Search Unity

  1. Welcome to the Unity Forums! Please take the time to read our Code of Conduct to familiarize yourself with the forum rules and how to post constructively.

GPU Instancing with different textures?

Discussion in 'Shaders' started by SeriouslyNot, Jun 24, 2020.

  1. SeriouslyNot

    SeriouslyNot

    Joined:
    Nov 24, 2017
    Posts:
    121
    I'm making use of GPU Instancing in my 2D game and it really reduces draw calls significantly when using the same Material and same sprite (texture) on all batched gameObjects.

    I'm changing colors using materialPropertyBlock and everything works fine.

    But is there a way to do that with different sprites (textures) on batched gameObjects' material?


    What if I used a Sprite atlas to gather all sprites together, will that make GPU Instancing possible with different sprites?
     
  2. flyer19

    flyer19

    Joined:
    Aug 26, 2016
    Posts:
    72
    try add sprite uv in materialPropertyBlock
     
  3. SeriouslyNot

    SeriouslyNot

    Joined:
    Nov 24, 2017
    Posts:
    121
    You mean _BaseColor, i added color as per-instance property, i'm talking about Texture.

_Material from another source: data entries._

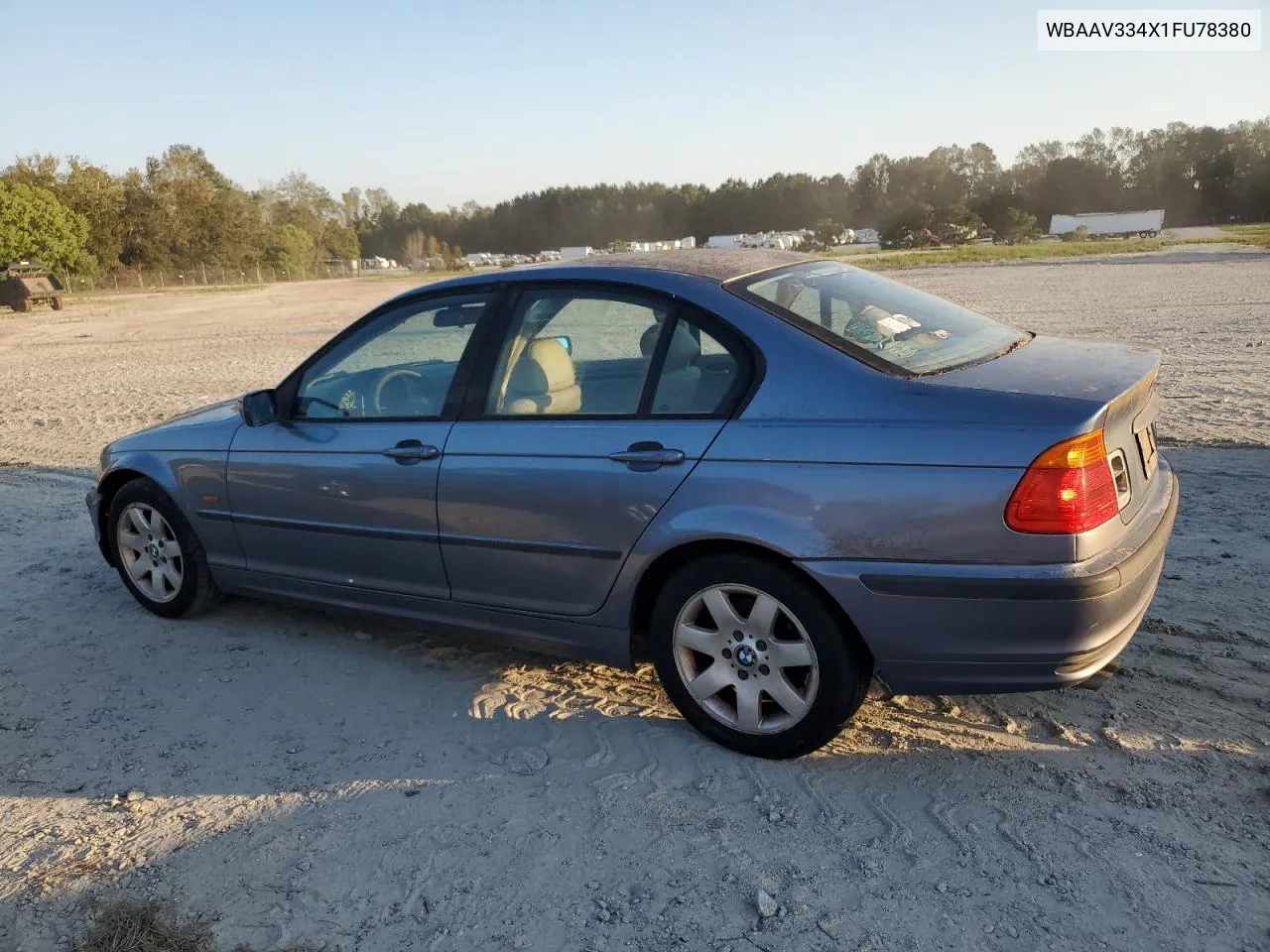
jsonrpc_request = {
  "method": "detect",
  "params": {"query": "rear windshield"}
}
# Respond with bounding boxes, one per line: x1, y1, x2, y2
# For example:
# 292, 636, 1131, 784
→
727, 262, 1031, 375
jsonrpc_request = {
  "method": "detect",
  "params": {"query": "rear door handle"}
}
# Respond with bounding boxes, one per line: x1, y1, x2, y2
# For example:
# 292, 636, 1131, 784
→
380, 439, 441, 462
608, 441, 687, 467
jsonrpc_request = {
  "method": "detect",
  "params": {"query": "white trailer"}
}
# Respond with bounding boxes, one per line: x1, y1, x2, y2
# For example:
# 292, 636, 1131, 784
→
1049, 208, 1165, 237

You can't add per-instance Texture property because GPU Instancing gather all objects that use the same Material and the same Texture.
     
  4. Samuel_Herb

    Samuel_Herb

    Joined:
    Jun 23, 2020
    Posts:
    8
    If your sprites are all packed into an atlas, you should be able to have a per instance float4 that defines what part of the atlas each sprite uses. I think that's what flyer19 was getting at.
     
  5. bgolus

    bgolus

    Joined:
    Dec 7, 2012
    Posts:
    11,904
    There are kind of a few questions being asked here:

    Can you have instanced Sprite Renderers that use different sprites within an atlas and still instance together?
    No. Unity's Sprite Renderer only supports sprite color and flipping to be instanced properties, as that's all that's built into the default sprite shader.

    Can you have instanced meshes that use different textures and still instance together?
    No. This isn't something GPUs can do. You can setup numerical values to be instanced, because the way instanced values work is by putting them all in an array, and GPUs only support arrays of numerical values. They cannot do arrays of textures.*

    Can you have instanced meshes that use a different sprites within an atlas and still instance together?
    Yes!
    With the caveats of the sprite atlas must have rectangular bounds for each sprite, so no tight packing, and you'll need to write your own custom instanced shader and c# scripts that can handle the UV offset & scale as well as potentially individual mesh transform scale if your have a variety of sprite sizes.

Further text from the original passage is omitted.